The following structural elements are present in the company’s internal control:

  • the board of directors’ instructions and principles for internal control, risk management, and administration;
  • the implementation and application of instructions and principles, which fall under management supervision;
  • control of the financial department’s efficiency and functionality, as well as the dependability of financial and management reporting;
  • the company’s risk management process, which aims to identify, assess, and reduce risks that threaten goal achievement;
  • compliance processes, the goal of which is to ensure that all applicable laws, regulations, internal instructions, and ethical values are followed by all employees, with common ethical values and a strong internal control culture.

Risk Management

The goal of risk management is to secure M. Demajo Group’s profitable performance and business continuity by implementing risk management in the company’s various functions in a cost-effective and systematic manner. Risk management is an important component of the company’s strategic and operational planning, daily decision-making, and internal control.

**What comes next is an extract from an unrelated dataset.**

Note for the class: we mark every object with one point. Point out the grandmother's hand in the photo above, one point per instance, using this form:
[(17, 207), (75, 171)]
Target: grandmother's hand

The company follows a risk management policy that has been approved by the company’s Board of Directors. This encompasses all activities related to the achievement and consistency of objectives with the strategy, as well as the identification, measurement, assessment, processing, reporting, and control of and response to risks.

In conjunction with the strategy process and annual planning, the CEO and members of the management team assess business risks that could prevent or jeopardise the group’s strategic results and objectives. The committees conduct risk assessments of their own operations to aid the strategy process, while the directors of the units provide assessments of the risks in their respective areas of responsibility, as well as action plans for risk management. Changes in strategic and operational risks are discussed between management.


The CEO of the company reports the identified risks to the Audit Committee and the Board of Directors, as well as any risk mitigation actions that have been planned and implemented. The company then discloses the major risks and uncertainties that the board is aware of, as well as the principles that guide risk management.

Control Activities

Internal control exists to ensure that business operations are efficient and profitable, financial reporting is reliable, and applicable laws and regulations for the company’s business, as well as internal company instructions, are followed. Internal controls over financial reporting’s specific goal i ensure that interim reports, earnings releases, and other financial reporting made available to the public, as well as financial statements and annual reports, are reliable and prepared in accordance with the company’s accounting and reporting principles.

The company’s audit committee is in charge of monitoring the financial statement preparation and financial reporting processes, as well as the effectiveness of the company’s internal control and risk management processes, according to its working order.

The CEO is operationally responsible for the organisation’s internal control, which includes the company designing and implementing adequate and relevant mechanisms as specified in the board-approved operating principles. Apart from this, the CEO, assisted by the management team, is also responsible for ensuring that the company operates in accordance with agreed-upon and defined principles, adheres to laws and regulations, and responds to identified exceptions by taking appropriate corrective actions.


The authority of the board, the CEO, and other members of the management team are responsible for addressing situations in which authorisations may be required for annual accounts, budgets, remuneration, investments, acquisitions, financing, and one-time transactions.